Black Lives Matter, I almost sank after realizing that the whole world is very discriminatory. What made me feel even worse is that probably I have some role to play in even endorsing much of the discrimination either on me or over against others be it based on complexion, gender, power, caste, religion, etc. In my mind, I have never been so ashamed about and regretted myself for having had such repressive thoughts. This blog is a naked expression of my discriminatory thoughts and my pledge to be a better human.
Long ago, I used to believe that dark-skinned people are very violent. As I grew up, I started joking among my friends that even if a darker girl would come nearer to me, I would probably not get a boner. I was the one to crack lame phrases such as “kaali-maii”, “kaala-kaloota” phrases at my classmates. I still feel disgusted when I think of my views back then. To all the people who would have suffered because of this, I would just say sorry and promise to not let this happen again around me.
Society automatically embeds into us all its dogmas and believes in the name of culture. It took almost my half-life to realize that the role of women is not just to cook at home and only go out when something needs to be done and I am feeling lazy to do the same. I had started to see women starting my sisters and my ants as people who are destined to sit at home and be married off. It took my sisters to make me realize that ladies are no less in any field be it earning the bread and butter to the family or being the emotional pillar for the family in case of emergency.
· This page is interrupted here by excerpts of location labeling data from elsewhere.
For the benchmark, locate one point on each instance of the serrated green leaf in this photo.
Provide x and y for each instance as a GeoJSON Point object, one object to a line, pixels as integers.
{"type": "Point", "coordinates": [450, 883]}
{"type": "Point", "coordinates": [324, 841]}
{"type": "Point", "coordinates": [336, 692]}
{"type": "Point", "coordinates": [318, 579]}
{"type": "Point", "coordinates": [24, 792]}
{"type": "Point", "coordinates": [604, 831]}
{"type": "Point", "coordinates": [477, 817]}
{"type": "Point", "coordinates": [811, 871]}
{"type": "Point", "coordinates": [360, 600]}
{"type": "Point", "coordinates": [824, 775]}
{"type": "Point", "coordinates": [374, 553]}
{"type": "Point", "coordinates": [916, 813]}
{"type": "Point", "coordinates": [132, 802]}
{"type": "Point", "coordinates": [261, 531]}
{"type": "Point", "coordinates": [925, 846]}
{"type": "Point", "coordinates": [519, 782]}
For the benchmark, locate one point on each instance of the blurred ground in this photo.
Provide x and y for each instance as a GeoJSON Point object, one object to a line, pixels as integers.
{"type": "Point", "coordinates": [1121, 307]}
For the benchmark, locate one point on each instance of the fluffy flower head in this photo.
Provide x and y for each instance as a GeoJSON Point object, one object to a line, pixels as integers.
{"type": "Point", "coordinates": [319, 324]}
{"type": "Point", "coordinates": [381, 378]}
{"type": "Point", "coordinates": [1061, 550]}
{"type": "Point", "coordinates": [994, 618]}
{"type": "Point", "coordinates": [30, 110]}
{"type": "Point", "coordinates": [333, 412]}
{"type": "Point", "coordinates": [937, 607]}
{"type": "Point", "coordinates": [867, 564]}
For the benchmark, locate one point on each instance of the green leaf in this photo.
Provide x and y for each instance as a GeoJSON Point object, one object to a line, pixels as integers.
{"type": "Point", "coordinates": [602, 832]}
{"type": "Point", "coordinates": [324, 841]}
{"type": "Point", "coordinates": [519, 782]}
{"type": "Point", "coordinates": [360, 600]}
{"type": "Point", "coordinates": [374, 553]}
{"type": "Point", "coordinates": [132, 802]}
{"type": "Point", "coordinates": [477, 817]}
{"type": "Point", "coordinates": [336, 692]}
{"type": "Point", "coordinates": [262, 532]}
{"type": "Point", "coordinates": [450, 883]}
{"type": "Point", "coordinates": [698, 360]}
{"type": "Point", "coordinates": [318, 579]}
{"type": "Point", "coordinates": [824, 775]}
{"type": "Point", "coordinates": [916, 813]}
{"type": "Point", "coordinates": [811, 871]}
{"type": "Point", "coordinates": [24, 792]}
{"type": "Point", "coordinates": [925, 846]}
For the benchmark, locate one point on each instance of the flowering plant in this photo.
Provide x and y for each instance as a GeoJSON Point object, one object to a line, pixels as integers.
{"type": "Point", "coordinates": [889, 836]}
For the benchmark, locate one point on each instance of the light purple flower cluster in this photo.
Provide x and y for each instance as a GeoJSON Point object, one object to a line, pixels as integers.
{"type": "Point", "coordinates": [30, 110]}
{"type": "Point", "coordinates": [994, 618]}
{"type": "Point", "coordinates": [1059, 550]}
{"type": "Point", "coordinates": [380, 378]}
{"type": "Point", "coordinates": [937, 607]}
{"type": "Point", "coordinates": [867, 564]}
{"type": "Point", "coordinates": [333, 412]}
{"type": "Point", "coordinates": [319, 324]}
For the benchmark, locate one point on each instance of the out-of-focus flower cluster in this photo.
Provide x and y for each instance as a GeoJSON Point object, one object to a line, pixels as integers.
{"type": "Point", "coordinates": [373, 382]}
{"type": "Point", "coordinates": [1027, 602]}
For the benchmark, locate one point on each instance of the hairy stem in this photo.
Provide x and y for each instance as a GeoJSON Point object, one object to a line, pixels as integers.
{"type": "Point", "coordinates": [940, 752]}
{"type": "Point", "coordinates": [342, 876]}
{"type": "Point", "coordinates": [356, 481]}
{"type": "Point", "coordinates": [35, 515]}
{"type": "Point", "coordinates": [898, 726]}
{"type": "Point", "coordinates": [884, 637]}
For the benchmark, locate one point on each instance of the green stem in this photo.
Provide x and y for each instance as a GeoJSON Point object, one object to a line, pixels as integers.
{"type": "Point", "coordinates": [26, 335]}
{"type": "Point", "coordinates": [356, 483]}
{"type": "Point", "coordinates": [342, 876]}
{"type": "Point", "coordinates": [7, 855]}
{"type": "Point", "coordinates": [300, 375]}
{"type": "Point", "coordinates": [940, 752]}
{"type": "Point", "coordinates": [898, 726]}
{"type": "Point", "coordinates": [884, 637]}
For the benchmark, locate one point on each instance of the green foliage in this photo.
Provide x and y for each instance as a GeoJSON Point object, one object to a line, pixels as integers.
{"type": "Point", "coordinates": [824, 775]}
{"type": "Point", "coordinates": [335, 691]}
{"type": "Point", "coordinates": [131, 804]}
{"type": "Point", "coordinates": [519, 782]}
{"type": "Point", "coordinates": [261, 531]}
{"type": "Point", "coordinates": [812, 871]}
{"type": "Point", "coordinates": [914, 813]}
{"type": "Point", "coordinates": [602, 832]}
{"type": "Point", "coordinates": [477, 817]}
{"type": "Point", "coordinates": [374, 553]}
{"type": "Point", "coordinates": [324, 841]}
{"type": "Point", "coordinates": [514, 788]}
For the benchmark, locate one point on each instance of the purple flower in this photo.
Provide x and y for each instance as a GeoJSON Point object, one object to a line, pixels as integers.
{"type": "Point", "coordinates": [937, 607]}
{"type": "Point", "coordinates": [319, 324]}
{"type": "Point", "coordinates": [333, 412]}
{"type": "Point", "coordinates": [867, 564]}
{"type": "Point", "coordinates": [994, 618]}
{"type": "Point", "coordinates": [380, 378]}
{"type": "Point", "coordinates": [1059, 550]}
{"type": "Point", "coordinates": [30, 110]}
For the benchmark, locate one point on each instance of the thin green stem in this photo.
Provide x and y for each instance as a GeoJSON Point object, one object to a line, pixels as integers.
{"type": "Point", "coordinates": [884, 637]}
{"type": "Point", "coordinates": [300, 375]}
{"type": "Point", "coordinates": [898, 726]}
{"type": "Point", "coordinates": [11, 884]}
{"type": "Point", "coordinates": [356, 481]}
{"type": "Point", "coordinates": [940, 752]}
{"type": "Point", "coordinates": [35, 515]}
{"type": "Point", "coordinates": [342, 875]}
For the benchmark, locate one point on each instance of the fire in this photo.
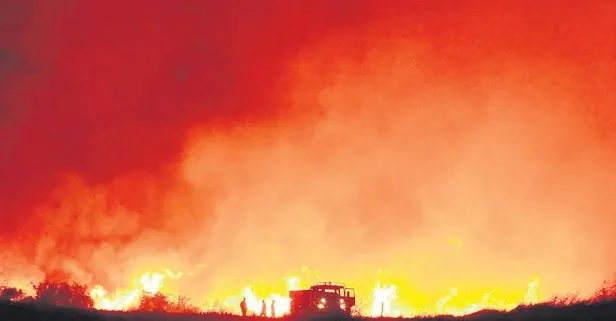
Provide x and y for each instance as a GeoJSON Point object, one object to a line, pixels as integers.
{"type": "Point", "coordinates": [384, 300]}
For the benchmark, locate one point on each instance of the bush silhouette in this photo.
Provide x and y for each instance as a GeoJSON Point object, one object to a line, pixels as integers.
{"type": "Point", "coordinates": [11, 294]}
{"type": "Point", "coordinates": [162, 303]}
{"type": "Point", "coordinates": [63, 294]}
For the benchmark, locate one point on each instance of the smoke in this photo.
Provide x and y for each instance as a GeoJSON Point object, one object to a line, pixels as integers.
{"type": "Point", "coordinates": [448, 145]}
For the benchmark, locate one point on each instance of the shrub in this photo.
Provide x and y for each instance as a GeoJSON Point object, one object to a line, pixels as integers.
{"type": "Point", "coordinates": [63, 294]}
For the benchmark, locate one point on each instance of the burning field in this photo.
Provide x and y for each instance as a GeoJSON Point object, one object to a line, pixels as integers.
{"type": "Point", "coordinates": [440, 157]}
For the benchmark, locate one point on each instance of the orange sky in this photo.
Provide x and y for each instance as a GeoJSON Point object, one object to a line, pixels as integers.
{"type": "Point", "coordinates": [447, 143]}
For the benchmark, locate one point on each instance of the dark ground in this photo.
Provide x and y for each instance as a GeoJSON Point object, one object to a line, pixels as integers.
{"type": "Point", "coordinates": [30, 312]}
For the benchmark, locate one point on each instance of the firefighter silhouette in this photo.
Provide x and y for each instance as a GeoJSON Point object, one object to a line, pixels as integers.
{"type": "Point", "coordinates": [244, 307]}
{"type": "Point", "coordinates": [263, 309]}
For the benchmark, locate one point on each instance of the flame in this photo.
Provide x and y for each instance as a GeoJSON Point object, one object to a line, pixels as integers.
{"type": "Point", "coordinates": [384, 299]}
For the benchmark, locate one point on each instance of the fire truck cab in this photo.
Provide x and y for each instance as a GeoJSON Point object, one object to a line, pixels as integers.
{"type": "Point", "coordinates": [324, 297]}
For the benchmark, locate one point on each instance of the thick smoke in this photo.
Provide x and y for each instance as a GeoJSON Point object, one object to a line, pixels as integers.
{"type": "Point", "coordinates": [448, 145]}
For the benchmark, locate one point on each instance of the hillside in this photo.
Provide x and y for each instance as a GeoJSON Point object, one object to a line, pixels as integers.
{"type": "Point", "coordinates": [33, 312]}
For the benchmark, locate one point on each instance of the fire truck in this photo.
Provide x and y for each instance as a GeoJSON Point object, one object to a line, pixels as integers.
{"type": "Point", "coordinates": [324, 297]}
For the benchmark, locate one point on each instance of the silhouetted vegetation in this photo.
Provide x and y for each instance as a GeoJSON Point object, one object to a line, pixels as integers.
{"type": "Point", "coordinates": [162, 303]}
{"type": "Point", "coordinates": [63, 294]}
{"type": "Point", "coordinates": [67, 301]}
{"type": "Point", "coordinates": [11, 294]}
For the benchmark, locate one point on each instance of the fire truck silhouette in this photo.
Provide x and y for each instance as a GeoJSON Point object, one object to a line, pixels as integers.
{"type": "Point", "coordinates": [324, 297]}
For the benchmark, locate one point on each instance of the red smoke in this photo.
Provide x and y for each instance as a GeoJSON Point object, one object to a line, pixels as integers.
{"type": "Point", "coordinates": [350, 132]}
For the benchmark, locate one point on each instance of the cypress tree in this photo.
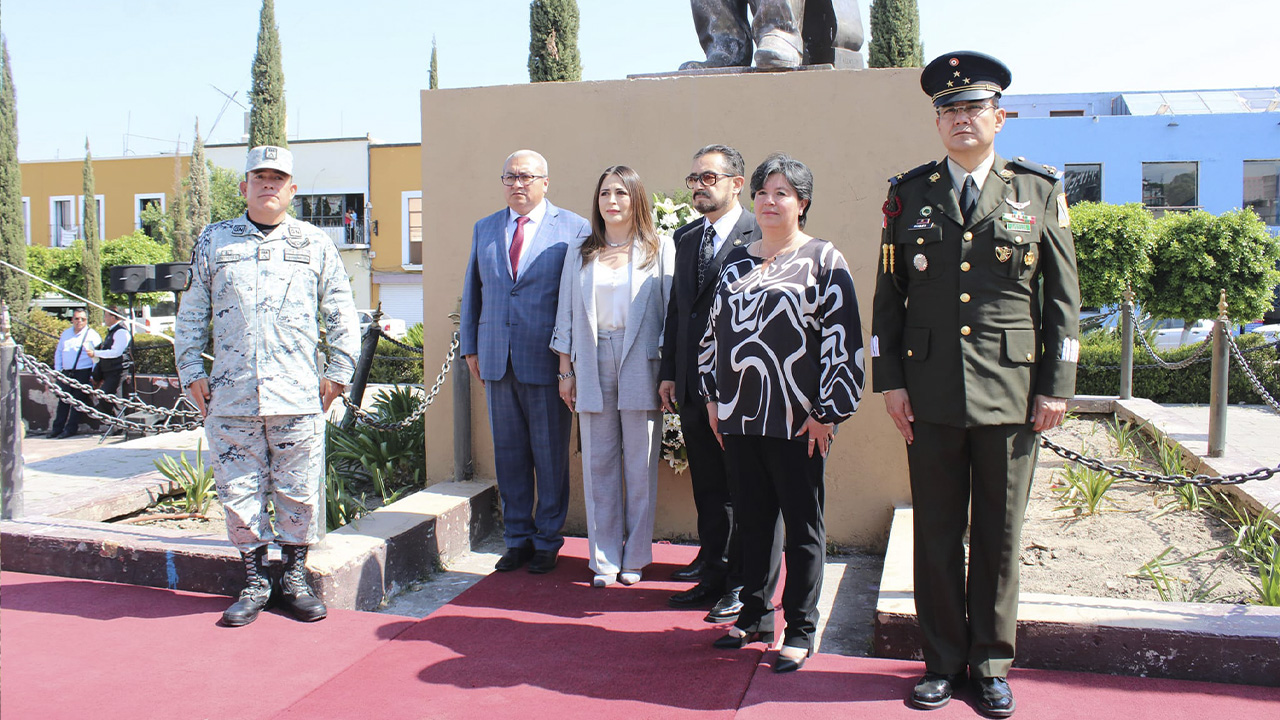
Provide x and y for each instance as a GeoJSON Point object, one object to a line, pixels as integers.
{"type": "Point", "coordinates": [553, 41]}
{"type": "Point", "coordinates": [895, 35]}
{"type": "Point", "coordinates": [197, 199]}
{"type": "Point", "coordinates": [14, 288]}
{"type": "Point", "coordinates": [266, 117]}
{"type": "Point", "coordinates": [91, 256]}
{"type": "Point", "coordinates": [433, 78]}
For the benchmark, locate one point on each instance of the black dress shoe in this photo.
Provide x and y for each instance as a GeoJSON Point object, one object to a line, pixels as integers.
{"type": "Point", "coordinates": [543, 561]}
{"type": "Point", "coordinates": [690, 573]}
{"type": "Point", "coordinates": [726, 609]}
{"type": "Point", "coordinates": [735, 642]}
{"type": "Point", "coordinates": [995, 698]}
{"type": "Point", "coordinates": [513, 557]}
{"type": "Point", "coordinates": [933, 689]}
{"type": "Point", "coordinates": [698, 596]}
Although this comes from a degree of subversion in the head, I used to believe that we should be fearful of powerful people and even when there is oppression going on in front of our eyes we should ignore it as it does not concern me. At an instance, I have witnessed a person blatantly beating another person in the insobriety of their power and position. I did not intervene to stop that injustice because it could bring me to unnecessary problems. Similar is an issue when I did not stop the car when a person was injured on the road. Although it was driven out of safety concern, helping a human-looking obviously in need could never be lower in priority than preserving my perception of safety.
All my life, I have witnessed people of lower caste sit only on the floor in my home while others sit on the sofa and chair. This feels as sad as bad as slavery itself. I promise to never entertain discrimination based on caste. I have stopped people telling my caste because they typically judge me by the caste designation which is nothing but a community of people I am born into.
Maybe fuelled by politics around me, but I had started to feel very bad about certain communities as enemies of my nation especially Muslims. It took a great amount of reading and a Muslim friend to live with me as my flatmate to change my views. Now I understand that my political views had occluded my world view and pushed me towards discriminating and hold toxic views about my countrymen.
I took a pledge, that I would do as little as possible to hurt others. Not so consciously and never so willingly - Vishwaraj Anand
As I pondered my thoughts in solitude and started to heed to lesser voices around my immediate vicinity, I felt more composed. That was the time, I got much time to reflect upon my actions on others. I realized that one should treat others how I want to be treated!